Elections 2013: Demand for Hazara province seeps into national politics

PPP, PML-N and JUI-F have all promised separate province if voted into power.

PPP, PML-N and JUI-F have all promised separate province if voted into power.

ABBOTABAD:


With general elections around the corner, mainstream political parties have incorporated the Hazara province demand in their electioneering, changing the dynamics of local politics.


Hazara is known for politics of janba (groups) and biradaries (clans) along with a post-1947 referendum Muslim League ideology. Leaders, whether they were military dictators or pro-establishment politicians, have always won the sympathies of Hazara electorates in the name of patriotism and development. However, little development has come.
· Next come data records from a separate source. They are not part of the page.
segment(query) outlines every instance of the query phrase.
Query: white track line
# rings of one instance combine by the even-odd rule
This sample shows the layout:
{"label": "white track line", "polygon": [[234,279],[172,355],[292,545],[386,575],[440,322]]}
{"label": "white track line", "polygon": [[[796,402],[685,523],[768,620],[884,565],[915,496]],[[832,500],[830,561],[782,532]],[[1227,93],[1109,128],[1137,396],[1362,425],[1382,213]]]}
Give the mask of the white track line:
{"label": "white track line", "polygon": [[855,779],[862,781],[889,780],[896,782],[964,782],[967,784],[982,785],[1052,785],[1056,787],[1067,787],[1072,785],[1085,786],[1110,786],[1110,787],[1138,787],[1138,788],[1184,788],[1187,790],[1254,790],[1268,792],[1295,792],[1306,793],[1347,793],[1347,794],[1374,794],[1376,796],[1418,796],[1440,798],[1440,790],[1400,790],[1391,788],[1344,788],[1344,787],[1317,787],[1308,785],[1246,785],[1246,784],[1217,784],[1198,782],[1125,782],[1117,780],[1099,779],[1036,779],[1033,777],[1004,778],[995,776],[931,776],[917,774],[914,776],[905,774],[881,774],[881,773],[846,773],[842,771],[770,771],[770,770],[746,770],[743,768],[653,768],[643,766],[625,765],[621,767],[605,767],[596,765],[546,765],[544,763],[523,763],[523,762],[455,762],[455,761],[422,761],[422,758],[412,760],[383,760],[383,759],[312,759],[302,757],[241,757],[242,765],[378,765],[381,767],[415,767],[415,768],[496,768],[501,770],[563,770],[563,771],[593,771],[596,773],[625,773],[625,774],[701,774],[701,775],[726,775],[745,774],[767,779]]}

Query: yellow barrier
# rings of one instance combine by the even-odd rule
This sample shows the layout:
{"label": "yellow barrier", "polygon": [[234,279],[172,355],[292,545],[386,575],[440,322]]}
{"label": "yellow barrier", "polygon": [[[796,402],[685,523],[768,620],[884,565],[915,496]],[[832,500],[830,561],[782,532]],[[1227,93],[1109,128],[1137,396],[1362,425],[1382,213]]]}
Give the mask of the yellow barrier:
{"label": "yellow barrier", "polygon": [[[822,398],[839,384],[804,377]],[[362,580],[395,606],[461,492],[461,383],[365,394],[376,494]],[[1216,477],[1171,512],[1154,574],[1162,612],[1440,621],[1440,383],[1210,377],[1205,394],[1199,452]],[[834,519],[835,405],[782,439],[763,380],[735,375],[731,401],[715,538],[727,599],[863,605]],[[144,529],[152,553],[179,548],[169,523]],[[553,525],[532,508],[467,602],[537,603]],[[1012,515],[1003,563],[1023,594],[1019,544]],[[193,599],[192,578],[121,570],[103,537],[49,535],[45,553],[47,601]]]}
Nasim Awan, a senior leader of the Hazara Qaumi Mahaz (HQM) said leaders who made it through the three levels of parliament from Hazara either sold them out to ruling parties or served their own interests, depriving voters of a region rich in natural resources.


Rabakh Khan Jadoon, a political activist of the Pakistan Peoples Party (PPP) also believes that the people of Hazara were punished for supporting the Muslim League during the 1947 referendum, claiming it earned them nothing but a rivalry with the Pashto speaking rulers sitting across Attock Bridge.

The movement for Hazara province, which was launched in 1987 by the late Asif Malik, turned into a resistance when the NWFP was renamed Khyber-Pakhtunkhwa (K-P). As the protests grew, parties that never supported the movement in the past succumbed to the locals’ demands.

Leaders of the PPP, Jamaat-e-Islami, Pakistan Tehreek-e-Insaf, Jamiat Ulema-e-Islam-Fazl and PML-N have openly supported the Hazara province cause with their candidates promising to translate the dream of a Hazara province into a reality if voted into power. The PML-N, whose leadership claims Hazara is a party stronghold, has gone the extra mile and incorporated the Hazara province in its manifesto.

“It is an election promise which they will not be fulfilling,” said Qazi Azhar, chief of HQM. He said if they were loyal to the people of Hazara, they would have rejected its renaming. “They kept silent because they did not want to harm any chances of a future alliance by offending the ANP.”  Azhar added. “Nawaz Sharif was making false promises to regain the support of the Hazara people, which he lost in the past five years. “

Sardar Haider Zaman Baba, chief of Tehreek-e-Suba Hazara also appeared to be skeptical about Sharif’s sincerity. He maintained the locals would only vote in favour of loyal leaders who had fought for a separate Hazara identity.  Baba agreed the sacrifices made by locals to attain a distinct identity had changed local politics.  “This is what we have struggled for in the past. It is our achievement that those who termed our demand impractical have been forced to follow our track.”

Published in The Express Tribune, March 13th, 2013.